The Magician Who Became An MBA

When young Molton worked in the magic shop in New York, he would zip in from his home just across the New Jersey border. But the shop, says Molton, was an unappealing flourescent-lit space where staff functioned essentially as cashiers. Yet it remained an enterprise with a strong niche market. He worked an internship there one summer while he was studying journalism and history at Northeastern University in Boston. After finishing college with a BA in journalism and a 3.4 GPA, he found Louis Tannen had changed hands. Molton met with the owner and “pretty much gave him a list of 50 different ideas” for improving the business.

PANDORA’S BOX OF CUSTOMER EXPERIENCE

At the top of the list were strategies for improving customer experience, Molton says. “Walking into a magic shop should be a lot like a magic trick . . . like you’re opening Pandora’s Box and you have no idea what’s going to come out.”

Staff, he suggested to the owner, should be trained to demonstrate magic tricks for customers, and show them videos, instead of just answering basic questions and ringing up sales. “You have to share magic with (patrons),” he told his boss. “You have to really engage with them.”

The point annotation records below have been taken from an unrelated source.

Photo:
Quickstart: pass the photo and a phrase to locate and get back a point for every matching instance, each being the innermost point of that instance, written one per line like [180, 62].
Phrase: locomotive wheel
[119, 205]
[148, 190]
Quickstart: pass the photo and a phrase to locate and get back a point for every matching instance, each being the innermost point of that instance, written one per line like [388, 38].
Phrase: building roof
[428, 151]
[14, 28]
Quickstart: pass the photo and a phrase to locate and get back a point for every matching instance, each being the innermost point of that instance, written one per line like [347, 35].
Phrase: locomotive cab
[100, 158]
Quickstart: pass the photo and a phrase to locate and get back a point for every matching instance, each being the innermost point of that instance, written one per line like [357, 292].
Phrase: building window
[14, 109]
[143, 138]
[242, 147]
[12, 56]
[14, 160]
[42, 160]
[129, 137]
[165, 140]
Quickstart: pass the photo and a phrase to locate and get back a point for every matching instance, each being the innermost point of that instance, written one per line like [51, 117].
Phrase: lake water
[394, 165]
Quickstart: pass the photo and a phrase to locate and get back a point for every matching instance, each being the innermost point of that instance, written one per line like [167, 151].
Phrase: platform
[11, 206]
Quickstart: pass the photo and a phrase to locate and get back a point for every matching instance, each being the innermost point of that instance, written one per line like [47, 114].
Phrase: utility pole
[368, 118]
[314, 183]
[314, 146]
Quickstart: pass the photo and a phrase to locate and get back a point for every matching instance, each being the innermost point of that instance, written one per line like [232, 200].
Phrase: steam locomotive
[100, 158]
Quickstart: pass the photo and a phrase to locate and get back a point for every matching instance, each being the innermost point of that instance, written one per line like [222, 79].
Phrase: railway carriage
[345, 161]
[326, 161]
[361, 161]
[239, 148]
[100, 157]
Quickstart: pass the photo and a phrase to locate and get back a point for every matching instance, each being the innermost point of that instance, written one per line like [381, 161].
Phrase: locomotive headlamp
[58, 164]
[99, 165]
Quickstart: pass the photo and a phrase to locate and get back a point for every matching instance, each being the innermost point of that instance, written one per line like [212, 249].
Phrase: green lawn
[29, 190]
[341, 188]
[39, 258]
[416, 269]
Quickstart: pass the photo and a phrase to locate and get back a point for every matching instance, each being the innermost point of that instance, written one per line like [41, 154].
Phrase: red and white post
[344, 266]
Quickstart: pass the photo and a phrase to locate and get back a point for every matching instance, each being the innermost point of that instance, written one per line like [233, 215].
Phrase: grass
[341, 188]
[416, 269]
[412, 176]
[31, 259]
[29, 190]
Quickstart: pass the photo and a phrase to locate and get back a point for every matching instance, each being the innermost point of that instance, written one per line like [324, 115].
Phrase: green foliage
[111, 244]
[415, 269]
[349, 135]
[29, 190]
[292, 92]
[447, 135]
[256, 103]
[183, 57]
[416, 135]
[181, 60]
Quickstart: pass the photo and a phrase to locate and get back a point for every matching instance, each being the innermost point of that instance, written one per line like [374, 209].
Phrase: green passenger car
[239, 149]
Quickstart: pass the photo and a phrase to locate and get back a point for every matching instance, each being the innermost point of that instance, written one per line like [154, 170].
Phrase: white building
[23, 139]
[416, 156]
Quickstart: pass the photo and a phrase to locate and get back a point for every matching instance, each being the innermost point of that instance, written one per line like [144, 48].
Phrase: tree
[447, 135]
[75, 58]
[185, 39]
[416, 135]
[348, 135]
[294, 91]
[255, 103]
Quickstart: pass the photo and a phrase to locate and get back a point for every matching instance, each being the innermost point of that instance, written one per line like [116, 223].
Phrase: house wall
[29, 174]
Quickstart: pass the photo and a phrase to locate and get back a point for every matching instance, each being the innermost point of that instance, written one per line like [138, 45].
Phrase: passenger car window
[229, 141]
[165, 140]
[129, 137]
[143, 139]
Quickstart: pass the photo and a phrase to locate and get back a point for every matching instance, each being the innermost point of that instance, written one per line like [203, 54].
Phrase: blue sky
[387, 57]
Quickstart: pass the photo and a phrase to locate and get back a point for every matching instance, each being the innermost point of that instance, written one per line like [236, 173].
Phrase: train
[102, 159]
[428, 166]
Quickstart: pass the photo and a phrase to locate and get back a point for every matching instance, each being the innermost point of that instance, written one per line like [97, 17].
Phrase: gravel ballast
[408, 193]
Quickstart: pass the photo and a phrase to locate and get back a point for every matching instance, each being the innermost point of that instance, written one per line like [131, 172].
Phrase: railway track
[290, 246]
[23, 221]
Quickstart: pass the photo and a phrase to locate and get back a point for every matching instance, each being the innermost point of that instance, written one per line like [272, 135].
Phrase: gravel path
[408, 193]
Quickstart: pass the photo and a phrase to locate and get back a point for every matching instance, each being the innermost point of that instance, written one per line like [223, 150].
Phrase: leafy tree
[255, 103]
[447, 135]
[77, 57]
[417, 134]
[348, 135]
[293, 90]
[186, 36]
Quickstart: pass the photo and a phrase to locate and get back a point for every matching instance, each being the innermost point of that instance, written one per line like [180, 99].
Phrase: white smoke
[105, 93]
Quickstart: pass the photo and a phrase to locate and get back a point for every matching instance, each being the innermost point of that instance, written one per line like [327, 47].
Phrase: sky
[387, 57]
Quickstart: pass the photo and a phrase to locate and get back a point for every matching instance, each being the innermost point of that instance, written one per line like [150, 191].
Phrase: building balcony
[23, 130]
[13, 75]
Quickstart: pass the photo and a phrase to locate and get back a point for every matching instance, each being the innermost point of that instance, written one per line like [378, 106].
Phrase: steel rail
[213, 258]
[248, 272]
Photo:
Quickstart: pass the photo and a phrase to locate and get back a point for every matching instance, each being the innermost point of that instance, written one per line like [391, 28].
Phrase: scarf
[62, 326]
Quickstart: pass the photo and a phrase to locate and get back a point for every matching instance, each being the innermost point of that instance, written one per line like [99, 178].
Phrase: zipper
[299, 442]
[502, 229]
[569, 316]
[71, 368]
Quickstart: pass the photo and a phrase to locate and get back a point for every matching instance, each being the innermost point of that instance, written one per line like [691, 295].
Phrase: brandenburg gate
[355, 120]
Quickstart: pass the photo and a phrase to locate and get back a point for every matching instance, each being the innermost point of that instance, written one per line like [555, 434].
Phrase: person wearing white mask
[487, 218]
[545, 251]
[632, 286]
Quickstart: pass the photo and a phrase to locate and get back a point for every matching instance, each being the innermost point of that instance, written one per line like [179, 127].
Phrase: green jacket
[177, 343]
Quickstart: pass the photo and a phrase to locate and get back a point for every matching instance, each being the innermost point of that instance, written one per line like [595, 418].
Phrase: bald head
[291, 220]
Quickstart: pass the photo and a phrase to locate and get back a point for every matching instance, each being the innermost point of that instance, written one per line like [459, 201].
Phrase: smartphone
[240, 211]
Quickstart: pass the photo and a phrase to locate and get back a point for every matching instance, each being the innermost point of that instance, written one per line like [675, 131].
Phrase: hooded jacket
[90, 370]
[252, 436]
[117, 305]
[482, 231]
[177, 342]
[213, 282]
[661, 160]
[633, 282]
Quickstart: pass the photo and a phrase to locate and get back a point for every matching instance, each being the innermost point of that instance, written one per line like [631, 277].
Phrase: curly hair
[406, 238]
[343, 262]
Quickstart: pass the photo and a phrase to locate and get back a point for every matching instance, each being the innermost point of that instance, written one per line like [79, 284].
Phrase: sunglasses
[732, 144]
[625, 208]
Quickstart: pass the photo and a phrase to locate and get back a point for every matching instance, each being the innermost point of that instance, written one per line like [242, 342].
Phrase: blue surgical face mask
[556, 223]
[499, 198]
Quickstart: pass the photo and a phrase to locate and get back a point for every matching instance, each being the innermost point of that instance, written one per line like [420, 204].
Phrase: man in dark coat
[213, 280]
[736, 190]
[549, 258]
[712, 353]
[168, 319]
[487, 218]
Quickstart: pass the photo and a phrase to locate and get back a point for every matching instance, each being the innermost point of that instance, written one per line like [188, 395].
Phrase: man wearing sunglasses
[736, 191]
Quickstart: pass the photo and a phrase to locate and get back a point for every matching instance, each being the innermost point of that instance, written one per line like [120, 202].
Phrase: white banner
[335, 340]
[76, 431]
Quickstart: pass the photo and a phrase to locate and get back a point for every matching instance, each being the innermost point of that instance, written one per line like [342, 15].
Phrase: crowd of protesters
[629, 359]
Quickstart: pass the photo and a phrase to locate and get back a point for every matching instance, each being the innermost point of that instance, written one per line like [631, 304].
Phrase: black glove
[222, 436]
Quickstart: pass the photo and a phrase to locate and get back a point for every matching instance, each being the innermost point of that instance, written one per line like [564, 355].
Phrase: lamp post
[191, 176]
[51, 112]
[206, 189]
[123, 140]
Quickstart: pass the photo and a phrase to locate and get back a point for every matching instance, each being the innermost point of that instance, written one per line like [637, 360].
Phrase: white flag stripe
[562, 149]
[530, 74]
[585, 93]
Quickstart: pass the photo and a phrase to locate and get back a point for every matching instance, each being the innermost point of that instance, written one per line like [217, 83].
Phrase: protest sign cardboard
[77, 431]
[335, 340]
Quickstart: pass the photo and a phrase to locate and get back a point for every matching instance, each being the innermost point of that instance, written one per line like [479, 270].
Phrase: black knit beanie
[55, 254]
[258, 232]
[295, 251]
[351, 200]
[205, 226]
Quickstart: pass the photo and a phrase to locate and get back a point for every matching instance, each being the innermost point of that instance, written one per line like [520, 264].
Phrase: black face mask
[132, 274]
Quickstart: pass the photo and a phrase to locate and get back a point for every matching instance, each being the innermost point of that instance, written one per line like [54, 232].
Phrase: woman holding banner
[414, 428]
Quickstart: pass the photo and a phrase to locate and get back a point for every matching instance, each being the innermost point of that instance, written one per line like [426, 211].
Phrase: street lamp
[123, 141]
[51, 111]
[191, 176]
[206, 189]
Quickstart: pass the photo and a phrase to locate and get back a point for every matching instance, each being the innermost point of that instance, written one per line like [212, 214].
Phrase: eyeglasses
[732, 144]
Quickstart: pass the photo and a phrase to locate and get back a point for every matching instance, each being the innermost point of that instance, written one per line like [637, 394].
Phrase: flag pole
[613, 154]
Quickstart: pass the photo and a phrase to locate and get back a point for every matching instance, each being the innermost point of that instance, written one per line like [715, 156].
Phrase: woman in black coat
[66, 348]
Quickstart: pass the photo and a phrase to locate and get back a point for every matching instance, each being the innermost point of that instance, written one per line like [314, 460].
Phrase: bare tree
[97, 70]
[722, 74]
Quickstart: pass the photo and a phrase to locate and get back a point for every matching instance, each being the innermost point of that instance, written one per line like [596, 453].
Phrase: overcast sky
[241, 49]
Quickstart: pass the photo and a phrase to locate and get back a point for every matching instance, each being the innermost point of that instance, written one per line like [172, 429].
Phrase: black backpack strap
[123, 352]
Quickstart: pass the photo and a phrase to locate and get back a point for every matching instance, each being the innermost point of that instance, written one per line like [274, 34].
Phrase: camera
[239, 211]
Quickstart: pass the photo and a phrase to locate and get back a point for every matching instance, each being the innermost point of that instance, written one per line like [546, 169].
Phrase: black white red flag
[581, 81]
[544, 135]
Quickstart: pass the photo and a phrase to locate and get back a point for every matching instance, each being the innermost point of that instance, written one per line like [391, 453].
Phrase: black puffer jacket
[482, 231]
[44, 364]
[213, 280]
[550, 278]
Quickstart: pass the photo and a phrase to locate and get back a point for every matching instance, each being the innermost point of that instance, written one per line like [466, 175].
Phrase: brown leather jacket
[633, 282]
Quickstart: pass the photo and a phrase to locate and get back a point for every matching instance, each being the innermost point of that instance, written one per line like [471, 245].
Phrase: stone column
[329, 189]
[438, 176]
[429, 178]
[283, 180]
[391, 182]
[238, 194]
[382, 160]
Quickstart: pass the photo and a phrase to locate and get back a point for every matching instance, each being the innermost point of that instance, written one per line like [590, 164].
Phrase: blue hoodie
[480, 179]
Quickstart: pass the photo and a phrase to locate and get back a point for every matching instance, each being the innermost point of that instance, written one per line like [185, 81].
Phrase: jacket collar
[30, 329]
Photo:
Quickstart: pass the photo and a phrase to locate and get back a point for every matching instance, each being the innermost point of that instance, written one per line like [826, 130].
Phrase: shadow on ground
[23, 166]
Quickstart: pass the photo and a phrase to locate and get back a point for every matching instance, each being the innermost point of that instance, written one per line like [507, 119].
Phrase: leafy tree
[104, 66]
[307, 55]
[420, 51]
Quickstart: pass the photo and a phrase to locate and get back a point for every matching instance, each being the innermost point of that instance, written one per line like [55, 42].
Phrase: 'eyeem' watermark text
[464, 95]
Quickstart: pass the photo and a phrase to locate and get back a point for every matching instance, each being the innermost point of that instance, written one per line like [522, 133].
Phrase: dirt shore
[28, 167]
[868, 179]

The owner offered him a job as sales manager, the shop’s first full-time hire in more than a decade. Molton backpacked around Europe for a month then started at Louis Tannen. Three months later, the owner made him general manager. From 2010 to 2013, Molton boosted the company’s annual revenue by 100 per cent, he says.

Molton has continued to refine his craft. He’s performed for actors Michael Douglas and Seth McFarland, Hollywood producer and director J.J. Abrams – an amateur magician himself – and while working at Louis Tannen marketed the shop by introducing legendary magician Penn Jillette of Penn & Teller in a Major League Baseball spot. In September, multinational pharmaceutical company Grifols hired him to entertain visitors at their booth in a trade show in Washington, D.C. Molton has continued to work for a week each summer as a magician counselor at Louis Tannen’s Magic Camp at Bryn Mawr College in Pennsylvania.

First stop Magic Camp, second stop Amazon - tannensmagiccamp.com

First stop Magic Camp, next stop Amazon – tannensmagiccamp.com

And now, he stars in a video shot at Kenan-Flagler by his MBA candidate peer Marcelo Marcos, an accounting and finance specialist from Mexico with a background in adventure sports photography and videography.

In the seven-minute video, Molton strolls through campus performing tricks for random people he and Marcos come across. With a dollar-bill transformation trick, Molton befuddles and amuses two men working at a coffee shop. Admissions and help desk staff gawp at his rubber-band tricks. Fellow MBA students watch in amazement as Molton makes coffee disappear from a cup.

“That’s a commercialized effect – you could find that at Tannen’s,” Molton says of the latter trick. “It takes a lot of practice.”

Molton made sure to scrutinize Marcos’ video clips to make sure the camera hadn’t caught any sleight of hand, Marcos says.

Kenan-Flagler MBA candidate and videographer Marcelo Marcos

Kenan-Flagler MBA candidate and videographer Marcelo Marcos

“There’s a point where Jared mentioned, ‘Don’t use this shot because you kind of see what’s happening,” Marcos says.